I. LE CONTEXTE ACTUEL
Dans ses fonctions d'établissement de l'impôt et de contrôle, l'administration fiscale dispose de compétences techniques indéniables. Ces compétences sont issues d'une politique ambitieuse de formation initiale et continue des agents.
Dans certains champs de son activité, néanmoins, en particulier dans ses relations avec les entreprises, l'expertise de l'administration est soumise au défi de la complexité et du caractère changeant de la vie des affaires.
Le dernier guide de l'évaluation, publié par l'administration fiscale, conçu pour apporter une aide aux services en matière de valorisation d'entreprises, date de 1982 . En cours de refonte, afin de prendre en compte l'évolution de la vie économique et financière, d'adapter et moderniser ses méthodes d'évaluation, ce guide souligne la nécessité d'un dialogue approfondi entre l'usager et la direction générale des impôts.
Dans le cadre d'une politique visant à améliorer les relations entre les contribuables et l'administration fiscale, l'objectif doit être d'inciter les redevables à l'accomplissement volontaire de leurs obligations fiscales et de réduire le champ des contentieux avec les usagers de bonne foi. La transparence doit être de mise dans le travail de liquidation de l'impôt.

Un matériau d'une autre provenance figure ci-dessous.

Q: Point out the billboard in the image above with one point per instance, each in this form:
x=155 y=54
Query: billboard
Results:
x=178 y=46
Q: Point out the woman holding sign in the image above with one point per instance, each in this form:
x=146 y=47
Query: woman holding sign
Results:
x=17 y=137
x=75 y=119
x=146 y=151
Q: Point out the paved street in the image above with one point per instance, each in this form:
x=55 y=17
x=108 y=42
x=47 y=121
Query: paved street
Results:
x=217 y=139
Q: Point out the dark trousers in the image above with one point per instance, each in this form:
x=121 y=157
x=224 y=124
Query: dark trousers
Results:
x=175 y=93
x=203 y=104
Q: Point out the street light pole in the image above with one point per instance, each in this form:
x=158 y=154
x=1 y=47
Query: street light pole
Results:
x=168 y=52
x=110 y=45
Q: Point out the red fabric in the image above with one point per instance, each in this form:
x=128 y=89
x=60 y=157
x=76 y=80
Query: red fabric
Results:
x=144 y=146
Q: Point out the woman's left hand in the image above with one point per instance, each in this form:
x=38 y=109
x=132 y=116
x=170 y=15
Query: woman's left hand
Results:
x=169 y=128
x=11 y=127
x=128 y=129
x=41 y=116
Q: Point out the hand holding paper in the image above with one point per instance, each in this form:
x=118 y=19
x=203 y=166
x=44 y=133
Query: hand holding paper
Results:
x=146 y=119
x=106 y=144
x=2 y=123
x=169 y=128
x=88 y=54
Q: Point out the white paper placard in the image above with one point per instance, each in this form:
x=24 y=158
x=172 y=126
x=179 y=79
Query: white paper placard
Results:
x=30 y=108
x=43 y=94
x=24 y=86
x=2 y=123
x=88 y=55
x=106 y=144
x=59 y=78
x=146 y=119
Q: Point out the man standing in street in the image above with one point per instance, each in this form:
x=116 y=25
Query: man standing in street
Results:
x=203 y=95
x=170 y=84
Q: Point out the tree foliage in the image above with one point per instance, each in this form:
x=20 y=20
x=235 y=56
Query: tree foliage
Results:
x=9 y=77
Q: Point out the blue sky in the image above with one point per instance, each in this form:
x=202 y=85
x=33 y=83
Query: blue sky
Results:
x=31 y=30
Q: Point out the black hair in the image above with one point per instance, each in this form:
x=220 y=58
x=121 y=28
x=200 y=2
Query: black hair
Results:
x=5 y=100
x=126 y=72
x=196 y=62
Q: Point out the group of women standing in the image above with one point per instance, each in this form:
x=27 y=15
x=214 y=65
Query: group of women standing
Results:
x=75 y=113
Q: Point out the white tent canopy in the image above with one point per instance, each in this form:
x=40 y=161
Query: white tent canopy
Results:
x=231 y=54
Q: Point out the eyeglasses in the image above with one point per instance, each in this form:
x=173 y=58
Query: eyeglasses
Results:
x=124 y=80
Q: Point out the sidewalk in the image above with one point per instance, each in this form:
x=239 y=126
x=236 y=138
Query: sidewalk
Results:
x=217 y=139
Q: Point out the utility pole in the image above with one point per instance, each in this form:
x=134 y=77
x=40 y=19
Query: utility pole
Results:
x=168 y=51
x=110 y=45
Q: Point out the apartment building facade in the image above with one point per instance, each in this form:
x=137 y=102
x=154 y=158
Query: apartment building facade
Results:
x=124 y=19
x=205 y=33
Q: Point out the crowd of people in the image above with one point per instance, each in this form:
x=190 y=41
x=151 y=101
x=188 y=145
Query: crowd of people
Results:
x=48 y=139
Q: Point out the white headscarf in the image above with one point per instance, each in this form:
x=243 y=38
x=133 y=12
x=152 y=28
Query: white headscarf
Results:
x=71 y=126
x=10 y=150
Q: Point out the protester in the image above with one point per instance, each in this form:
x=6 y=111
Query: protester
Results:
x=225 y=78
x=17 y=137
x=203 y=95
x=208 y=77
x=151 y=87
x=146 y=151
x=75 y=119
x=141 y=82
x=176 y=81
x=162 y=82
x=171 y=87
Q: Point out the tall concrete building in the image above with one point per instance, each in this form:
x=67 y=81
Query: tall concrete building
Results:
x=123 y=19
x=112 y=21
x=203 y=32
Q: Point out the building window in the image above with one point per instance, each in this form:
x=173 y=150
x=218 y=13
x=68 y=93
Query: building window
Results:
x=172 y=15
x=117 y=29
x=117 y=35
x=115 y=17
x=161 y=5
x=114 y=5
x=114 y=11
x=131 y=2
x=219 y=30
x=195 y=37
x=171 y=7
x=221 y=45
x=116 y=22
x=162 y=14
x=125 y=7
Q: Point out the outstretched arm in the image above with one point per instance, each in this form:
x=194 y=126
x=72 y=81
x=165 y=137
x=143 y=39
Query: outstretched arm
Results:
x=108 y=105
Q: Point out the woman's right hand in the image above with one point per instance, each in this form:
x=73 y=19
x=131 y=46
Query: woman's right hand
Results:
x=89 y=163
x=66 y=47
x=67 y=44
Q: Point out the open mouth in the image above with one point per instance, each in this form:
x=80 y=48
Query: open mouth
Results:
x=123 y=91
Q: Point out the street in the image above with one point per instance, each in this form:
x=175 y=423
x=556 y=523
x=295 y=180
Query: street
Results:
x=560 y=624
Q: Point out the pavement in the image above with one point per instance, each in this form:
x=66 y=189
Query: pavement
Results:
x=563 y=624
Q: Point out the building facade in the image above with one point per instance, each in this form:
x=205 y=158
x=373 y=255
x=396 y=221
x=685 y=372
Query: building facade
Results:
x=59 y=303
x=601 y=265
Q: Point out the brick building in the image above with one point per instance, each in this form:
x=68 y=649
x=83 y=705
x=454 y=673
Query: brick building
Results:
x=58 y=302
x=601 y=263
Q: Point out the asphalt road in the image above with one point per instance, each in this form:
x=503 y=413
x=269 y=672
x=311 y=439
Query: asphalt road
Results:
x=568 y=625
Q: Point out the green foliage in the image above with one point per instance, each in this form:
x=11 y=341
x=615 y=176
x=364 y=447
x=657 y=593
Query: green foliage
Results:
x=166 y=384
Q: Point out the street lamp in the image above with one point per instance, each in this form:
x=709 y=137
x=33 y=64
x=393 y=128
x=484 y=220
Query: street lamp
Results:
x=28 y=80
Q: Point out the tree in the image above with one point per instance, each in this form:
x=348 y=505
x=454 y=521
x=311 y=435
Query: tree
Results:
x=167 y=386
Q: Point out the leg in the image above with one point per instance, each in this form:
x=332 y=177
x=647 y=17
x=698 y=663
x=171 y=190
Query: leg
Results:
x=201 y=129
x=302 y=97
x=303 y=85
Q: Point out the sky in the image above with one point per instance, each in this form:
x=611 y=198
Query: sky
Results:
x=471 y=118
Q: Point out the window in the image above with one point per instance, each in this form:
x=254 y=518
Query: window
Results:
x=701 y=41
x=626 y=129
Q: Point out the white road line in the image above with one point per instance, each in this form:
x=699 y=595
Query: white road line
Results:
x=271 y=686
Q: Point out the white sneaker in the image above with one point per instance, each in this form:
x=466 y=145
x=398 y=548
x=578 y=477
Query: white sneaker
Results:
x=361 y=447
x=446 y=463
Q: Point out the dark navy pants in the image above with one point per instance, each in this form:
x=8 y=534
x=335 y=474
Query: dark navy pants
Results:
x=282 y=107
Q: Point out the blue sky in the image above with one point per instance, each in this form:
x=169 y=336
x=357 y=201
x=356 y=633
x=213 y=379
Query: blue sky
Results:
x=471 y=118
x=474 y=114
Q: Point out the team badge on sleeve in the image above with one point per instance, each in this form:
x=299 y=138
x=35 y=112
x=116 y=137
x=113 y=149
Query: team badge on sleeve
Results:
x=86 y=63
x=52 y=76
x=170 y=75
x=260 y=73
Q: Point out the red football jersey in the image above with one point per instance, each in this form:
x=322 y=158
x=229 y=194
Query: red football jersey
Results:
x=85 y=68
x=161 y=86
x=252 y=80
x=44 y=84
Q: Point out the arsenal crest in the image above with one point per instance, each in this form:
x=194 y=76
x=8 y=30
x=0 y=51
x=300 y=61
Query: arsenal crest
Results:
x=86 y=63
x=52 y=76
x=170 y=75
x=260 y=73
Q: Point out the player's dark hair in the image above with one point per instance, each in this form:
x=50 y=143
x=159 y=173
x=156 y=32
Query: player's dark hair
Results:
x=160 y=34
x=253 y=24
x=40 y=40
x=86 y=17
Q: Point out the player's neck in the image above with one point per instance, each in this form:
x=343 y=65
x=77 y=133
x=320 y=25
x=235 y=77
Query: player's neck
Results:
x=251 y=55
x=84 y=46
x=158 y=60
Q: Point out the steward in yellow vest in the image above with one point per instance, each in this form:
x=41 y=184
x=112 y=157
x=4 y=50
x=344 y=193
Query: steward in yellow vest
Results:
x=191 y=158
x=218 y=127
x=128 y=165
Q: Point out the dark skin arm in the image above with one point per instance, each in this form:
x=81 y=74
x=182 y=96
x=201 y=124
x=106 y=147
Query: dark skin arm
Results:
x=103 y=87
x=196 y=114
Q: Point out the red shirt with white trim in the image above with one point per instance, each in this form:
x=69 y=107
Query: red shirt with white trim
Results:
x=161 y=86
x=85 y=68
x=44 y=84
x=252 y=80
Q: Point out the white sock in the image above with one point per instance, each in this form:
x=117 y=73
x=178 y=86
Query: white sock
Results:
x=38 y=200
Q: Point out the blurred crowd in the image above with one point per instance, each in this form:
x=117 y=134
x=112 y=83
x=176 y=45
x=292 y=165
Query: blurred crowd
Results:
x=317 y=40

Afin d'apporter une plus grande sécurité juridique au contribuable et d'harmoniser les pratiques d'évaluation des services fiscaux, une amélioration de l'expertise de l'administration fiscale dans le champ économique est nécessaire. Elle peut s'appuyer, d'une part, sur une relation de loyauté entre l'administration et l'usager , à travers la procédure du rescrit. Elle doit désormais pouvoir s'appuyer, d'autre part, sur un éclairage extérieur . Les méthodes d'appréciation de la réalité de la vie des entreprises sont en effet multiples et varient selon les secteurs d'activité.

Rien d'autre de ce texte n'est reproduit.